Ещё одной из забот мангазейских воевод была разведка земель лежащих к востоку от городка и приведение аборигенов под высокую государеву руку, заодно необходимо было собрать сведения о том, сколько инородцев здесь живёт. Ведь надо же знать, сколько ясака можно получить отсюда. А сколько ясачных жило в Мангазейском уезде было доподлинно не известно. Но воеводы резонно замечали, отписывая в Москву, что «в Мангазейском уезде люди кочевные и не сидящие, а живут, переходя с места на место и с реку на реку».92

Самым эффективным способом для сбора ясака в то время была система «аманатов», то есть воеводы брали в заложники самых знатных кочевников в роду, и потом требовали за них выкуп. Родственникам и соплеменникам не оставалось другого выхода, как выплачивать откупные. Ведь не имея места постоянного проживания, кочевники жили родами, и чем больше и знатнее был род, тем больше приходилось отдавать соболей и другого пушного зверя.

Условия содержания заложников были тяжёлыми, несмотря на то, что из Москвы присылали царские указы, в которых говорилось, что: «тех из аманатчиков в Мангазее начнут поити и кормити государевыми хлебными запасы во все дни довольно, и утеснения им в Мангазее не будет».93

На самом деле эти указы сплошь и рядом нарушались. Воеводы на местах не слишком озабочивались их содержанием. Тем более казённых денег на прокорм аманатчиков зачастую не выделялось, так что заложников приходилось содержать за свой счёт, вернее за счёт мирской общины. Впоследствии система аманатов тоже сыграла немаловажную роль в стремительном закате «государевой вотчины». Но здесь надо учесть, что и в самой Мангазее с продовольствием были большие проблемы и люди часто сидели впроголодь.

По всему Мангазейскому уезду были разбросаны зимовья, где и происходил обмен пушнины на заложников. Кроме этого они служили временным пристанищем для ясачных сборщиков, торговых и промысловых людей.

Зимовье, это самый древний тип русской постройки в Сибири. В простейшем виде это была маленькая изба, с плоской крышей, низкой дверью.

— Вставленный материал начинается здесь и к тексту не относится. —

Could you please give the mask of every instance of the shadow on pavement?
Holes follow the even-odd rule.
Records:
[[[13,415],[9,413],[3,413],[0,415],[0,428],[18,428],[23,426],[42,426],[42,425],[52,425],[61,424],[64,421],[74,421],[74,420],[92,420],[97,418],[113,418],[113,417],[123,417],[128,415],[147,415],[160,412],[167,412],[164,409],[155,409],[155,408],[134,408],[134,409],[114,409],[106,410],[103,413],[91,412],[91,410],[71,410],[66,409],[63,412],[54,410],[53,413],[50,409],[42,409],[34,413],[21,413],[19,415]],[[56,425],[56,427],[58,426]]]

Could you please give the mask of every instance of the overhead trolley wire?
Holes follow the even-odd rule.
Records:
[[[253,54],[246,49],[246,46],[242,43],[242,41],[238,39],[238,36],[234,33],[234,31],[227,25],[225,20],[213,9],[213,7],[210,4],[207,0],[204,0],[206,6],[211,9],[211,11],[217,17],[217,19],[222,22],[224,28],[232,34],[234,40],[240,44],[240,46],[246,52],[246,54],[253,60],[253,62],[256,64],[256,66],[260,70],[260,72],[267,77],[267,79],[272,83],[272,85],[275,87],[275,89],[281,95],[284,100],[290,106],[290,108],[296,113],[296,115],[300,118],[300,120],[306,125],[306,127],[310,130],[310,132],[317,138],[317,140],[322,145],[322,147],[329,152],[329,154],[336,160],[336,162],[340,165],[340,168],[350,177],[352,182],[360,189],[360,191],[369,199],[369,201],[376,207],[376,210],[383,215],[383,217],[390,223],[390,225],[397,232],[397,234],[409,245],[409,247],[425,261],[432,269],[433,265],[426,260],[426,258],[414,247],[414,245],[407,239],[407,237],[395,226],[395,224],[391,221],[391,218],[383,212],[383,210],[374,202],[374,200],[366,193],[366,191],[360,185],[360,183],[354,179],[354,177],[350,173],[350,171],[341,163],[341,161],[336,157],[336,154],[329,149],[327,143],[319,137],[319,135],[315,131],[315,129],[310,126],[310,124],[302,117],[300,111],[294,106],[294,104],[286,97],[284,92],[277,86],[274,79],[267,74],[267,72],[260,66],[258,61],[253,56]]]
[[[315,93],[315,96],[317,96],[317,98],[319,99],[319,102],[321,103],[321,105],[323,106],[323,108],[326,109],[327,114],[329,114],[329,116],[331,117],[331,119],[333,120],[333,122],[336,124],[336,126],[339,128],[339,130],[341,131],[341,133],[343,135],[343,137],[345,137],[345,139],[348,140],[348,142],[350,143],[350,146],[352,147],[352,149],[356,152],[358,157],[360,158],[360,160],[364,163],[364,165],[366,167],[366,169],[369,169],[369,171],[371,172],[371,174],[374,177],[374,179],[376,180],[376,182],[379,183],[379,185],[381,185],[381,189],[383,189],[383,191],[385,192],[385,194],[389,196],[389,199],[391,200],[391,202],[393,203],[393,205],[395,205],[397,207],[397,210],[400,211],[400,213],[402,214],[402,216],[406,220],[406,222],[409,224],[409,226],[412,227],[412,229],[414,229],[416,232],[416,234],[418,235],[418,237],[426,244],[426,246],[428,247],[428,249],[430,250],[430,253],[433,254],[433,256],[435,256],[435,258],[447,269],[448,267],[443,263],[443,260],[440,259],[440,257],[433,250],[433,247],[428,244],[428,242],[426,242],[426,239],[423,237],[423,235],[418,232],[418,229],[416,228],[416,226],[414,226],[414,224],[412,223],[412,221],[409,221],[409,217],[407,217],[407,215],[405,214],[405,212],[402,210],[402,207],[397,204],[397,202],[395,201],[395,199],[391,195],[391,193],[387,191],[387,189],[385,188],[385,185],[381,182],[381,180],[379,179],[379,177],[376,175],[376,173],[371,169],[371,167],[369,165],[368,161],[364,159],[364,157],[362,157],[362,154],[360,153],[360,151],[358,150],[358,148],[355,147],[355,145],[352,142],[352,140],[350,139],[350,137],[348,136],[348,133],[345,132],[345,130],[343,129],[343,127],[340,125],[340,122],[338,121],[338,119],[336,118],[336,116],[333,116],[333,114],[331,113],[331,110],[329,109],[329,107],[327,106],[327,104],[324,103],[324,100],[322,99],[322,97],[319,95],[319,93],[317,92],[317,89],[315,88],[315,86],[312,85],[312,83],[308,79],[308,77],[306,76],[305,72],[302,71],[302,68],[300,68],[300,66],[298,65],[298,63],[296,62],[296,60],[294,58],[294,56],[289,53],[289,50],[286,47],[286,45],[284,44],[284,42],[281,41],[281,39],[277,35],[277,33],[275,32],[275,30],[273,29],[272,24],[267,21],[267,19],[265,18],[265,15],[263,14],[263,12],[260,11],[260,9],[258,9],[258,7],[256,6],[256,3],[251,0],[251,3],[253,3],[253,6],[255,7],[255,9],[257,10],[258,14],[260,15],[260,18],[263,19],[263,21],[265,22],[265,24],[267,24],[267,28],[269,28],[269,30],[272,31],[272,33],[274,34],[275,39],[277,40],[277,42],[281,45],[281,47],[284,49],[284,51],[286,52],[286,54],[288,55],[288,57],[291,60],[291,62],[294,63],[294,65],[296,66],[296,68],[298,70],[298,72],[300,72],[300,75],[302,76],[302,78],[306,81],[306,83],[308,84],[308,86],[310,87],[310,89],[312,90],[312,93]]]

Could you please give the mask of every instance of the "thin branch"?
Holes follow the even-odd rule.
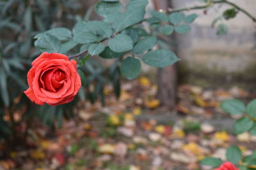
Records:
[[[256,18],[254,17],[253,16],[252,16],[250,13],[249,13],[247,11],[246,11],[244,9],[241,8],[241,7],[237,6],[236,4],[235,4],[233,3],[229,2],[227,0],[223,0],[223,1],[224,3],[226,4],[228,4],[231,6],[233,6],[234,7],[235,7],[236,9],[237,9],[237,10],[243,12],[243,13],[244,13],[245,15],[246,15],[249,18],[250,18],[254,22],[256,22]]]
[[[229,4],[230,6],[234,6],[237,10],[243,12],[244,14],[247,15],[250,18],[251,18],[253,22],[256,22],[256,18],[254,17],[253,16],[252,16],[247,11],[246,11],[244,9],[238,6],[236,4],[234,4],[233,3],[231,3],[231,2],[229,2],[228,1],[227,1],[227,0],[214,1],[212,1],[212,2],[211,2],[210,3],[209,3],[209,4],[206,4],[206,5],[203,5],[203,6],[193,6],[193,7],[189,7],[189,8],[184,8],[177,9],[177,10],[175,10],[175,9],[173,9],[173,10],[170,9],[169,11],[168,11],[168,13],[174,13],[174,12],[180,12],[180,11],[195,10],[202,10],[202,9],[207,8],[210,7],[211,6],[212,6],[212,4],[221,4],[221,3],[222,4],[223,4],[223,3],[224,4]],[[140,21],[140,22],[139,22],[138,23],[136,23],[136,24],[133,24],[132,25],[131,25],[131,27],[132,27],[132,26],[136,25],[139,24],[141,24],[142,22],[143,22],[144,21],[146,21],[146,20],[147,20],[147,18],[144,18],[141,21]],[[115,34],[117,34],[120,33],[120,31],[115,32]],[[111,36],[111,37],[112,36],[113,36],[113,35]],[[108,38],[104,38],[104,39],[99,41],[99,43],[102,43],[102,42],[103,42],[103,41],[106,41],[107,39],[108,39]],[[77,54],[75,54],[74,55],[71,55],[68,58],[70,59],[71,59],[79,57],[79,56],[86,53],[87,52],[88,52],[88,50],[84,50],[84,51],[81,52],[79,52],[79,53],[78,53]]]
[[[254,17],[253,16],[252,16],[252,14],[249,13],[244,9],[238,6],[236,4],[229,2],[228,1],[227,1],[227,0],[215,1],[211,2],[211,3],[209,3],[206,5],[203,5],[203,6],[193,6],[193,7],[190,7],[190,8],[180,8],[180,9],[177,9],[177,10],[170,10],[168,12],[169,13],[174,13],[174,12],[180,12],[180,11],[190,11],[190,10],[202,10],[202,9],[205,9],[208,7],[210,7],[213,4],[221,4],[221,3],[222,4],[227,4],[230,6],[234,6],[237,10],[243,12],[244,14],[247,15],[250,19],[252,20],[253,22],[256,22],[256,18]]]

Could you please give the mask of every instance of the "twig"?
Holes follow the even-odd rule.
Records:
[[[227,4],[230,6],[234,6],[235,8],[236,8],[237,10],[243,12],[244,14],[247,15],[252,20],[253,22],[256,22],[256,18],[252,16],[250,13],[249,13],[248,11],[246,11],[244,9],[238,6],[236,4],[229,2],[227,0],[220,0],[220,1],[212,1],[209,4],[207,4],[206,5],[203,5],[203,6],[193,6],[193,7],[190,7],[190,8],[180,8],[180,9],[177,9],[177,10],[171,10],[169,11],[169,13],[174,13],[174,12],[180,12],[180,11],[190,11],[190,10],[202,10],[202,9],[205,9],[207,8],[209,6],[211,6],[213,4]]]
[[[156,2],[156,1],[155,1],[154,2]],[[211,2],[210,3],[206,4],[206,5],[203,5],[203,6],[193,6],[193,7],[189,7],[189,8],[180,8],[180,9],[174,9],[174,10],[172,10],[170,9],[168,12],[169,13],[174,13],[174,12],[180,12],[180,11],[190,11],[190,10],[202,10],[202,9],[205,9],[208,7],[210,7],[211,5],[214,4],[229,4],[230,6],[234,6],[235,8],[236,8],[237,10],[243,12],[244,14],[245,14],[246,15],[247,15],[250,18],[251,18],[253,22],[256,22],[256,18],[254,17],[253,16],[252,16],[250,13],[249,13],[248,11],[246,11],[244,9],[238,6],[237,5],[236,5],[236,4],[229,2],[227,0],[219,0],[219,1],[214,1]],[[131,27],[132,27],[135,25],[139,24],[141,24],[142,22],[143,22],[144,21],[146,21],[147,19],[145,18],[143,20],[142,20],[141,21],[136,23],[134,24],[133,24],[132,25],[131,25]],[[117,34],[118,33],[120,33],[120,32],[115,32],[114,34]],[[113,35],[111,36],[111,37],[113,36]],[[106,39],[108,39],[108,38],[104,38],[100,41],[99,41],[99,43],[103,42],[104,41],[106,41]],[[77,54],[73,55],[70,56],[68,58],[69,59],[73,59],[77,57],[79,57],[85,53],[86,53],[88,52],[88,50],[84,50],[83,52],[81,52]]]

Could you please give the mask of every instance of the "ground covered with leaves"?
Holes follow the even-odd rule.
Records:
[[[28,147],[11,151],[0,160],[0,169],[211,169],[199,161],[207,156],[225,160],[232,145],[243,156],[255,149],[256,136],[234,135],[232,127],[239,117],[220,108],[227,99],[248,103],[254,93],[180,85],[179,104],[170,112],[161,107],[157,87],[148,78],[123,85],[119,100],[109,86],[104,107],[100,101],[81,102],[74,118],[60,129],[35,121]]]

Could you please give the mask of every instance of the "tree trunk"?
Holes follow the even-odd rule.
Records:
[[[170,0],[154,0],[155,9],[166,10],[171,7],[170,1]],[[172,38],[175,39],[175,35],[172,35]],[[172,50],[173,51],[173,49]],[[175,50],[173,52],[177,53]],[[158,69],[157,97],[161,104],[170,110],[173,110],[176,105],[177,81],[176,64]]]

Иногда дверь делали даже в кровле – это было удобно, так как не требовалось постоянно чистить снег у входа, и в то же время она служила ещё и дымовой трубой. Подобных зимовий, возводившихся охотниками-промысловиками, было разбросано множество на заполярных просторах Сибири. Так, на карте 1745 года, составленной участниками Великой Северной экспедиции (1733 – 1743 годов) только в низовьях Енисея обозначено более шестидесяти подобных зимовий.94

Но чаще всего зимовья строились с нагороднями, то есть сруб поднимался выше плоской крыши на метр. Получалось подобие стен, и зимовье становилось похоже на одиноко стоящую в тайге крепостную башню. Многие зимовья окружали тыном с бойницами, и тогда поселение приобретало вид небольшого острожка. Нередко из подобных зимовий в тайге позже вырастали города.95

Аманатов держали в Мангазейской тюрьме, и когда сборщики отправлялись за ясаком, то брали их с собой и держали в подобных зимовьях до тех пор, пока не получали ясак, а затем снова привозили в Мангазею. Количество ясачных людей каждый год было разным, так как кочевники уходили далеко от этих мест, но чаще всего они просто не хотели платить ясак. Из-за этого происходили вооружённые стычки. Бывало и так, что, называясь «царскими людьми», ушлые людишки собирали ясак и исчезали с ним в неизвестном направлении. Царь гневался, воеводы злились, а аманатчикам приходилось снова платить, компенсируя эти недоимки. Когда в Москве узнали про эти проделки ушлых людишек, то вышел указ:

«… преж сего приходили к ним в Мангазею и в Енисею вымичи и пустозерцы, и многих государевых торговые люди и дань с них имали воровством на себя, а сказывали на государя, а в государеву казну не давали».96 Чтобы уберечь инородцев от подобного насилья и притеснений, а также, чтобы не было убытка казне, решено было построить острог. Обиженным и притеснённым даже было разрешено «бить челом», а уж царь всегда найдёт управу на посмевших ослушаться высочайшего указа.

 

Ни один сибирский город не мог сравниться по количеству добываемой здесь пушнины. Поэтому Мангазея и получила со временем название – «златокипящая». Только с 1630-го по 1637-й года отсюда было вывезено около полумиллиона соболиных шкурок. То есть в разгар пушной лихорадки в Мангазейской земле добывалось до восьмидесяти процентов всей пушнины, промышляемой в Сибири.97 Эти деньги надолго стали одним из основных источников дохода в царской казне. Помимо этого здесь сколачивались крупные частные капиталы.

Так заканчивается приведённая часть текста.